Re: [PATCH V2 7/8] vfio/pci: Support dynamic MSI-x

From: Alex Williamson
Date: Tue Apr 04 2023 - 14:44:28 EST


On Tue, 4 Apr 2023 10:29:14 -0700
Reinette Chatre <reinette.chatre@xxxxxxxxx> wrote:

> Hi Kevin,
>
> On 4/3/2023 8:51 PM, Tian, Kevin wrote:
> >> From: Alex Williamson <alex.williamson@xxxxxxxxxx>
> >> Sent: Tuesday, April 4, 2023 11:19 AM
> >>>
> >>> Thank you very much for your guidance. I will digest this some more and
> >>> see how wrappers could be used. In the mean time while trying to think
> >> how
> >>> to unify this code I do think there is an issue in this patch in that
> >>> the get_cached_msi_msg()/pci_write_msi_msg()
> >>> should not be in an else branch.
> >>>
> >>> Specifically, I think it needs to be:
> >>> if (msix) {
> >>> if (irq == -EINVAL) {
> >>> /* dynamically allocate interrupt */
> >>> }
> >>> get_cached_msi_msg(irq, &msg);
> >>> pci_write_msi_msg(irq, &msg);
> >>> }
> >>
> >> Yes, that's looked wrong to me all along, I think that resolves it.
> >> Thanks,
> >>
> >
> > Do you mind elaborating why this change is required?
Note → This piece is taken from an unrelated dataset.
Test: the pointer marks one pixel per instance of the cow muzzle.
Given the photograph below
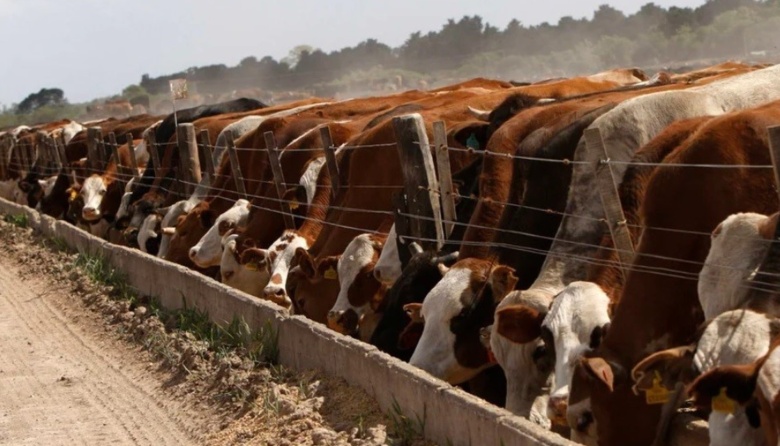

I thought
> > pci_msix_alloc_irq_at() will compose a new msi message to write
> > hence no need to get cached value again in that case...
>
> With this change an interrupt allocated via pci_msix_alloc_irq_at()
> is treated the same as an interrupt allocated via pci_alloc_irq_vectors().
>
> get_cached_msi_msg()/pci_write_msi_msg() is currently called for
> every allocated interrupt and this snippet intends to maintain
> this behavior.
>
> One flow I considered that made me think this is fixing a bug is
> as follows:
> Scenario A (current behavior):
> - host/user enables vectors 0, 1, 2 ,3 ,4
> - kernel allocates all interrupts via pci_alloc_irq_vectors()
> - get_cached_msi_msg()/pci_write_msi_msg() is called for each interrupt

In this scenario, I think the intention is that there's non-zero
time since pci_alloc_irq_vectors() such that a device reset or other
manipulation of the vector table may have occurred, therefore we're
potentially restoring the programming of the vector table with this
get/write.

> Scenario B (this series):
> - host/user enables vector 0
> - kernel allocates interrupt 0 via pci_alloc_irq_vectors()
> - get_cached_msi_msg()/pci_write_msi_msg() is called for interrupt 0
> - host/user enables vector 1
> - kernel allocates interrupt 1 via pci_msix_alloc_irq_at()
> - get_cached_msi_msg()/pci_write_msi_msg() is NOT called for interrupt 1
> /* This seems a bug since host may expect same outcome as in scenario A */
>
> I am not familiar with how the MSI messages are composed though and I surely
> could have gotten this wrong. I would like to learn more after you considered
> the motivation for this change.

I think Kevin has a point, if it's correct that we do this get/write in
order to account for manipulation of the device since we wrote into the
vector table via either pci_alloc_irq_vectors() or
pci_msix_alloc_irq_at(), then it really only makes sense to do that
restore if we haven't allocated the irq and written the vector table
immediately prior. Thanks,

Alex